Our 825,000 m² mixed-use development in the city of Jinjiang, China, will create a variety of neighborhoods lined by pedestrian streets and retail. As Jinjiang grows, our site, currently on the western edge of the city, will soon be embedded in the urban core, challenging us to plan a townscape that can stand on its own today and lock into the fabric of Jinjiang tomorrow.
A protected view corridor between Ba Xian Mountain and Jin Yang Lake runs diagonally across the site. We used this opportunity to create a 50-meter-wide pedestrian boulevard lined with shops, taking cues from such admired precedents as Las Ramblas in Barcelona and New York’s Park Avenue. A welcoming plaza at the southwest corner greets visitors with a sculpture garden and water pavilion. Two crescent streets — the only streets open to cars on our site — connect the north to the east and one from west to south. The addition of these curvilinear streets creates picturesque views and side streets for small shops and single-story homes while observing light and air requirements.
A healthy mix of high-rise, mid-rise, and low-rise buildings, along with underground parking and limited vehicular traffic, realizes our client’s high-density requirements without compromising walkable qualities and landscaped squares key to urban place-making. Townhouses line pedestrian streets while towers punctuate major axes, creating a skyline that marks the neighborhoods from a distance. Mid-rise buildings mediate between the towers, townhouses, and single-story shops alike.
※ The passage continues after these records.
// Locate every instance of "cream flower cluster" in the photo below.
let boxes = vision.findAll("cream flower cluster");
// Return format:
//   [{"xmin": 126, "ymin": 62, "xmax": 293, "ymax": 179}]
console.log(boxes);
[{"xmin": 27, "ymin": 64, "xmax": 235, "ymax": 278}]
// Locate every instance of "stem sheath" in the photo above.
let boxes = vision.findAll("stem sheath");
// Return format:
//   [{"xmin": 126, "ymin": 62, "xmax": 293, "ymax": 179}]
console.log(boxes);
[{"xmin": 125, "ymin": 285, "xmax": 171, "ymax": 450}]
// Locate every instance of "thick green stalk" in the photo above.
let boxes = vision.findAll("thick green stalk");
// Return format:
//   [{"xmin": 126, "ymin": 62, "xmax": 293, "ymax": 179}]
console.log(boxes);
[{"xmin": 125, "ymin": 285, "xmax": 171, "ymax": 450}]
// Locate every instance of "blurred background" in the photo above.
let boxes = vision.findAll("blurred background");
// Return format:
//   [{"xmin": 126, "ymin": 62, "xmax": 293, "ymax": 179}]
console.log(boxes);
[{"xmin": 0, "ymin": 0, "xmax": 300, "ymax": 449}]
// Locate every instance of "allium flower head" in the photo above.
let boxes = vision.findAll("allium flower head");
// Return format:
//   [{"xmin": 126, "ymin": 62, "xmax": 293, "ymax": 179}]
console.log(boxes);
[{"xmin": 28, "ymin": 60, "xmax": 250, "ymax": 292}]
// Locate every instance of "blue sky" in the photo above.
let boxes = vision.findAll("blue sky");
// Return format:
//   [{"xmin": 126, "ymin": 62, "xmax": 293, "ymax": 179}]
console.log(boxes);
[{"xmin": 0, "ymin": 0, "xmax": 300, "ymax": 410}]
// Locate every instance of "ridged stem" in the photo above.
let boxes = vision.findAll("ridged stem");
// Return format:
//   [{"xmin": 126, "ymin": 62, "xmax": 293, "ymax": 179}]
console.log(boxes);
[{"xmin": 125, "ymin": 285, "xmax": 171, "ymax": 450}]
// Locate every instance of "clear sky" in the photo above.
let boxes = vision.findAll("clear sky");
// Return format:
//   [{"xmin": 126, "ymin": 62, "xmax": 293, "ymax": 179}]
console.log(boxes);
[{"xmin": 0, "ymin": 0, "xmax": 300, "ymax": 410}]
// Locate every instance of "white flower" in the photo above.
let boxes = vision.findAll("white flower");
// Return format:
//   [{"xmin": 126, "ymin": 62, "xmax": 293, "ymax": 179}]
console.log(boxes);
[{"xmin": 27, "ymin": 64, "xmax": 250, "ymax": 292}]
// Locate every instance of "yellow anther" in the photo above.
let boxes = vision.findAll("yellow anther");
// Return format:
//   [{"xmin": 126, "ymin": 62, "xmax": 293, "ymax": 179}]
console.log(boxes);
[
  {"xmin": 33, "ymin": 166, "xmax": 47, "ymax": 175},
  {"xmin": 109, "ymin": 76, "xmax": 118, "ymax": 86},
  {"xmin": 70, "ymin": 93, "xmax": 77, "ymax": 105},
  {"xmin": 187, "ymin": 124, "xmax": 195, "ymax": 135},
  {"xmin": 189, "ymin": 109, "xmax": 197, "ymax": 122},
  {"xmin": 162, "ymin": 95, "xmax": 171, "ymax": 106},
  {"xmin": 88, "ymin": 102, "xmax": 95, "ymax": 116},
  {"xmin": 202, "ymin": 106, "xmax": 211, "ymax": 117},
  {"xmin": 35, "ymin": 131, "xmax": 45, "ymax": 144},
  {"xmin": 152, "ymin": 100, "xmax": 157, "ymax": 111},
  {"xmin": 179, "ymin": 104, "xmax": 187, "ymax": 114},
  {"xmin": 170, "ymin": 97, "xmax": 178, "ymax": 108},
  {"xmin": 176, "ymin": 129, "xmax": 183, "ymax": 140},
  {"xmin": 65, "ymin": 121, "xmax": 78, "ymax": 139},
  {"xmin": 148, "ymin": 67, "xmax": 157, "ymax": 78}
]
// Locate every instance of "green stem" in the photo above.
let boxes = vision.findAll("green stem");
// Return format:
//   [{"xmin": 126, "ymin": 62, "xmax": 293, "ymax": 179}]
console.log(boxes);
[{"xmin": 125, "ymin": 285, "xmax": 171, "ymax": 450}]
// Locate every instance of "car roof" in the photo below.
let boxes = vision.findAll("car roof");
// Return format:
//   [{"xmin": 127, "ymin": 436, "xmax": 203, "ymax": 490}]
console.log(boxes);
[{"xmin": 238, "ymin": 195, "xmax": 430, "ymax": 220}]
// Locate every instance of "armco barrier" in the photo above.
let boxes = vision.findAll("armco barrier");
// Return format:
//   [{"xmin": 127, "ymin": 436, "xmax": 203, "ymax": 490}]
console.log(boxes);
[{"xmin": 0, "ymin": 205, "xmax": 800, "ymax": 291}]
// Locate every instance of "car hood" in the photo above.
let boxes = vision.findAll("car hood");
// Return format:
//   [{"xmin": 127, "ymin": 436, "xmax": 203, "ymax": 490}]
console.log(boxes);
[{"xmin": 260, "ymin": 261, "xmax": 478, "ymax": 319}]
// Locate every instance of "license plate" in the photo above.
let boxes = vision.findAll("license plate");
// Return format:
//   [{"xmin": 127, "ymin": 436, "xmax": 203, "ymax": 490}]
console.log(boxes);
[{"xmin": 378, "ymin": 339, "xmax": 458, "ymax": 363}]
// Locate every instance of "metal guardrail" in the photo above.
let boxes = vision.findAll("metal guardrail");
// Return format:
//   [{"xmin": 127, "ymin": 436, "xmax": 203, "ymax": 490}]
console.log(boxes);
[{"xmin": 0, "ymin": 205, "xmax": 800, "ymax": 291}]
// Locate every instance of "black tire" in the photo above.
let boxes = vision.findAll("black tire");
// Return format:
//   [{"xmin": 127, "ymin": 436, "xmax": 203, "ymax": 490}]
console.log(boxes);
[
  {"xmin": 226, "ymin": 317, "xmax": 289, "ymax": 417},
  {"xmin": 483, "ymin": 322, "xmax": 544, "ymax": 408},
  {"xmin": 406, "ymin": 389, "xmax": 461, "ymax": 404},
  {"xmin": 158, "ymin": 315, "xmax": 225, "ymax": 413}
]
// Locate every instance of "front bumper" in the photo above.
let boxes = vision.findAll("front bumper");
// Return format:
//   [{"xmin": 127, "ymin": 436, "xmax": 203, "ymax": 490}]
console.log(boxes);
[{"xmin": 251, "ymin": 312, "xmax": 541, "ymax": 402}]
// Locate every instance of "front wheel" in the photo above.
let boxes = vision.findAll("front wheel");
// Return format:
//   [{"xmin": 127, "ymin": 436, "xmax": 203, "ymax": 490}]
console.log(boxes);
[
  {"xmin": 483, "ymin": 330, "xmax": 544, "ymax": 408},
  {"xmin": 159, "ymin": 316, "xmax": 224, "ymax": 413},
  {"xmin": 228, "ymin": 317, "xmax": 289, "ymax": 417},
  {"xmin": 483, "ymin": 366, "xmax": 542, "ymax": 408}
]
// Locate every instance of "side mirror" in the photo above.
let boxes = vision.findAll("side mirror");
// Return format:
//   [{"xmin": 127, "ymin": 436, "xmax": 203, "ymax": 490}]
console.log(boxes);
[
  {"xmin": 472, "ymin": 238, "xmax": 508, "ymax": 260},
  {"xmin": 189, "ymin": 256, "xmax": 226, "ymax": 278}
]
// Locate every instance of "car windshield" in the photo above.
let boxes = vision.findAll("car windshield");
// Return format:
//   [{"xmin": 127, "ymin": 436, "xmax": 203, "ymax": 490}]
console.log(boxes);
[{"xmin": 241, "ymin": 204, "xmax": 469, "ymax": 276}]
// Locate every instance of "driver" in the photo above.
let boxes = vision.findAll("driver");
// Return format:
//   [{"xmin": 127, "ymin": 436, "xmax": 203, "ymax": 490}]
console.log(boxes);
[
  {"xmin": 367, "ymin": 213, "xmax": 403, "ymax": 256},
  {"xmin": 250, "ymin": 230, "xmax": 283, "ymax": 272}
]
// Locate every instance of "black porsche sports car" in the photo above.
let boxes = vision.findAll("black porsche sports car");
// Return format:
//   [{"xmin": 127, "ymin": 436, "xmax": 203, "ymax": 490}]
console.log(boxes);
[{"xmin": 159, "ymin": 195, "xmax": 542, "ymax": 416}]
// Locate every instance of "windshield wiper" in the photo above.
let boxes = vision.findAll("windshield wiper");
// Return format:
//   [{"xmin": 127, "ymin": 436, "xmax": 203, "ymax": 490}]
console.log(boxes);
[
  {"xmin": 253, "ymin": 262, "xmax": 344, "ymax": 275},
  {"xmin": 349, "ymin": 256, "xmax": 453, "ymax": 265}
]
The architectural expression introduces to Jinjiang a distinctive approach that combines local and Western classical traditions with granite at the base, large windows, deep terraces. The crowns of the towers reprise the scale of the street and townhouses, unifying and reducing the apparent scale of the whole. A thread of local materials and motifs —brick and stone patterns specific to Jinjiang — weaves through the details recalling the local palette of the city while offering residents the best of twenty-first century urbanism and amenities.